Basmati and wild rice pilaf with sausage
Votes: 4

Time: 50 min.
Complexity: easily
Servings: 6
Complexity: easily
Servings: 6
Nutritional value per serving:
Calories 269, total fat 8 G., saturated fats 2 G., proteins 11 G., carbohydrates 38 G., fiber 2 G., cholesterol 11 mg, sodium 320 mg, sugar 2 G.
Calories 269, total fat 8 G., saturated fats 2 G., proteins 11 G., carbohydrates 38 G., fiber 2 G., cholesterol 11 mg, sodium 320 mg, sugar 2 G.
For dinner, prepare a fragrant, healthy pilaf made with a mixture of basmati and wild rice, topped with natural Italian sausage and leeks, which infuse the dish with their subtle flavor. Since wild rice takes much longer to cook than basmati, cook it separately and add it to the finished pilaf.
The recipes use measuring containers with the following volumes:
1 glass (st.) - 250 ml.
3/4 cup (st.) - 180 ml.
2/3 cup (st.) - 160 ml.
1/2 cup (st.) - 125 ml.
1/3 cup (st.) - 80 ml.
1/4 cup (st.) - 60 ml.
1 tablespoon (tbsp) - 15 ml.
1 teaspoon (tsp) - 5 ml.
1/5 teaspoon (tsp) - 1 ml.
1 glass (st.) - 250 ml.
3/4 cup (st.) - 180 ml.
2/3 cup (st.) - 160 ml.
1/2 cup (st.) - 125 ml.
1/3 cup (st.) - 80 ml.
1/4 cup (st.) - 60 ml.
1 tablespoon (tbsp) - 15 ml.
1 teaspoon (tsp) - 5 ml.
1/5 teaspoon (tsp) - 1 ml.
Ingredients for the recipe:
- 3/4 cup wild rice
- 2 tablespoons extra-virgin olive oil
- 220 g raw sweet Italian sausage, casings removed
- 2 leeks (white and light green parts only), halved lengthwise and thinly sliced
- 1 tbsp chopped fresh thyme
- 3/4 tbsp. basmati rice
- 2 tbsp chopped fresh parsley
We recommend
Recipes with similar ingredients: wild rice, leeks, kupaty (fried sausages), basmati rice, thyme
Cooking the dish according to the recipe:
- Bring a large saucepan of salted water to a boil; add the wild rice and cook until tender, about 40 minutes; drain.
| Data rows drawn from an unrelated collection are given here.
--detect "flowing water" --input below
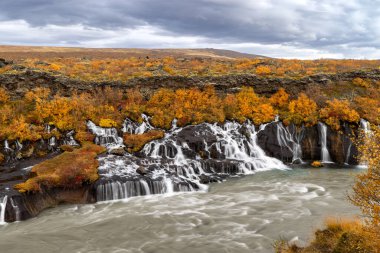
[0,169,360,253]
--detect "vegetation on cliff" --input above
[276,127,380,253]
[15,142,105,192]
[0,56,380,81]
[123,130,165,153]
[0,82,380,152]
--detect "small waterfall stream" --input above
[87,120,124,149]
[93,117,287,201]
[277,122,305,163]
[0,195,8,225]
[318,122,333,163]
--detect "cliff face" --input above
[0,70,380,98]
[258,122,359,165]
[0,118,364,222]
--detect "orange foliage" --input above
[319,99,360,130]
[0,88,9,105]
[269,88,289,109]
[256,65,271,75]
[15,143,105,192]
[284,93,318,126]
[123,130,165,152]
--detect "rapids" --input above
[0,168,360,253]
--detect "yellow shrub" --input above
[99,119,117,128]
[123,130,165,153]
[319,99,360,130]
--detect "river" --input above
[0,168,362,253]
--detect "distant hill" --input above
[0,45,267,60]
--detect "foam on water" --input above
[92,118,288,201]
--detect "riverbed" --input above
[0,168,363,253]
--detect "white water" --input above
[0,196,8,225]
[277,122,304,163]
[90,118,288,201]
[318,122,333,163]
[87,120,124,149]
[0,168,360,253]
[360,119,371,135]
[122,114,154,134]
[344,142,352,165]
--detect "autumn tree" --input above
[284,93,318,126]
[350,127,380,228]
[319,99,360,130]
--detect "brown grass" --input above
[275,218,380,253]
[14,143,105,193]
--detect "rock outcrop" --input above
[0,69,380,98]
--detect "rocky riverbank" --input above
[0,117,366,222]
[0,66,380,98]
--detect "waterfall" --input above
[96,120,287,201]
[360,119,372,135]
[359,119,373,167]
[4,140,13,151]
[122,114,154,134]
[0,195,8,225]
[318,122,332,163]
[87,120,124,149]
[63,130,79,146]
[277,122,304,163]
[344,142,352,165]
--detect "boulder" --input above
[108,147,127,156]
[136,166,148,176]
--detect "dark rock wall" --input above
[0,70,380,98]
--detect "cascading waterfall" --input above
[359,119,372,167]
[97,119,287,201]
[360,119,371,135]
[87,120,124,149]
[318,122,333,163]
[122,114,154,134]
[0,196,8,225]
[277,122,304,163]
[63,131,79,146]
[344,142,352,165]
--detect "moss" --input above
[123,130,165,152]
[14,143,105,193]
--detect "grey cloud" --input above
[0,0,380,57]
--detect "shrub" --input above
[284,93,318,126]
[352,77,371,88]
[256,65,271,75]
[14,143,105,193]
[311,161,323,168]
[99,119,117,128]
[319,99,360,130]
[123,130,165,153]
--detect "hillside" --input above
[0,45,265,61]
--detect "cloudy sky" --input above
[0,0,380,59]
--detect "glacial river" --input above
[0,169,362,253]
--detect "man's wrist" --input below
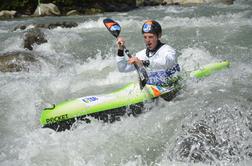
[117,49,124,56]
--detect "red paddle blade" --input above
[103,18,121,38]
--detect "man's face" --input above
[143,33,158,50]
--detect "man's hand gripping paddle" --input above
[103,18,148,89]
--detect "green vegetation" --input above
[0,0,136,15]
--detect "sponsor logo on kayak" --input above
[46,114,68,123]
[81,96,98,103]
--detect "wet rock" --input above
[66,10,80,16]
[24,28,47,50]
[0,52,37,72]
[33,3,61,16]
[13,21,78,31]
[0,10,17,19]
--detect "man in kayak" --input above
[116,20,180,100]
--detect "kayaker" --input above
[116,20,180,100]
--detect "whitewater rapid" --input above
[0,0,252,166]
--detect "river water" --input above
[0,0,252,166]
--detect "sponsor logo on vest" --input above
[46,114,68,123]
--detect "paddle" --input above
[103,18,148,89]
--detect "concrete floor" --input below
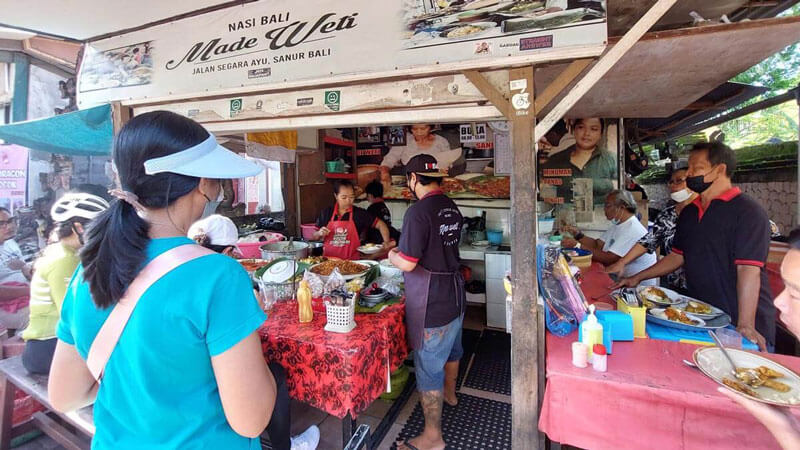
[16,305,494,450]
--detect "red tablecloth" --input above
[259,302,408,418]
[539,267,800,450]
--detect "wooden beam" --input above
[11,53,31,122]
[534,0,677,136]
[508,66,544,450]
[534,58,593,114]
[464,70,514,120]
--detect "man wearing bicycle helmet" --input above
[22,192,108,375]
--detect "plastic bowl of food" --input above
[561,248,592,270]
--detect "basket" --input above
[325,296,356,333]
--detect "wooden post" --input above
[508,66,544,450]
[536,0,678,136]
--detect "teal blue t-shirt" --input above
[56,237,266,450]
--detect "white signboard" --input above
[78,0,607,106]
[459,123,486,144]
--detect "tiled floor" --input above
[17,305,511,450]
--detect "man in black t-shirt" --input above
[364,180,400,244]
[389,154,466,449]
[617,142,775,350]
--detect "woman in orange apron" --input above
[314,180,394,260]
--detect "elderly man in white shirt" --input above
[562,190,658,286]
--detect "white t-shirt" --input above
[0,239,28,283]
[601,216,658,286]
[381,134,460,168]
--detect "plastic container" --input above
[325,160,344,173]
[325,296,356,333]
[572,341,589,369]
[592,344,608,372]
[538,217,556,234]
[236,233,286,259]
[300,223,319,241]
[486,230,503,245]
[581,305,603,362]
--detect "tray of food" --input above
[358,243,383,255]
[692,347,800,407]
[676,296,725,320]
[647,306,731,331]
[636,286,684,308]
[309,259,370,280]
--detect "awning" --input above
[0,105,114,156]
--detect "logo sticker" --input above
[325,91,342,111]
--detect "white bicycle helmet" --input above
[50,192,109,223]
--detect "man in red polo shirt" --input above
[617,142,775,350]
Set the rice aside and cover to keep warm.
- Meanwhile, heat the olive oil in a deep skillet over medium heat. Add the sausage and cook, breaking up the meat with a wooden spoon, until browned, about 5 minutes. Drain the rendered fat, reserving 3 tablespoons. Add the leeks and thyme and cook, stirring occasionally, until the leeks are wilted, about 5 minutes.
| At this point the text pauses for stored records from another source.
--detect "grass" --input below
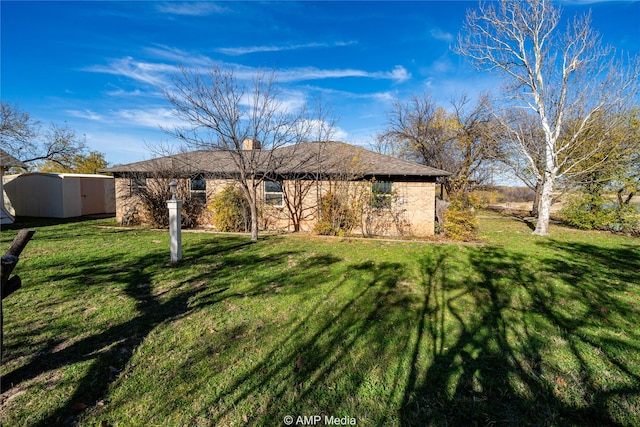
[0,217,640,426]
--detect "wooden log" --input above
[5,230,36,257]
[2,276,22,299]
[0,255,18,288]
[0,230,36,363]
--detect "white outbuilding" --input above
[3,172,116,218]
[0,148,27,225]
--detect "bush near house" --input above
[208,184,251,232]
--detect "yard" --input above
[0,217,640,427]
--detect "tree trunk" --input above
[249,187,260,242]
[531,179,542,218]
[533,174,555,236]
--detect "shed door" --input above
[80,178,105,215]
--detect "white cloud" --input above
[156,1,226,16]
[278,65,411,83]
[67,110,104,122]
[216,42,356,56]
[113,108,184,129]
[429,27,453,43]
[84,56,178,86]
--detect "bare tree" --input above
[377,94,494,194]
[164,67,305,240]
[0,102,86,168]
[457,0,640,235]
[282,98,337,231]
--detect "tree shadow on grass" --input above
[1,237,304,426]
[401,241,640,426]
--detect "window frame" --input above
[370,181,393,209]
[129,177,147,196]
[189,176,207,205]
[264,179,284,208]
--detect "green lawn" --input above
[0,218,640,427]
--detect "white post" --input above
[167,181,182,262]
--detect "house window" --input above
[129,178,147,196]
[189,177,207,205]
[371,181,392,209]
[264,181,284,206]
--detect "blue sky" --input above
[0,0,640,165]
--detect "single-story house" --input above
[103,140,449,236]
[0,148,27,224]
[3,172,116,218]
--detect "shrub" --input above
[313,192,359,236]
[129,178,204,228]
[444,195,478,241]
[561,193,640,231]
[209,184,250,232]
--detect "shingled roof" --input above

- Add the basmati rice and cook until lightly browned, 1–2 minutes. Add 1 1/3 cups water and 1/4 teaspoon salt and bring to a boil. Reduce heat to low, cover, and simmer until the rice is tender, about 15 minutes. Remove from heat and set aside, covered, for 5 minutes.
- Fluff the basmati rice with a fork, then add the wild rice and parsley. Season with salt and pepper to taste.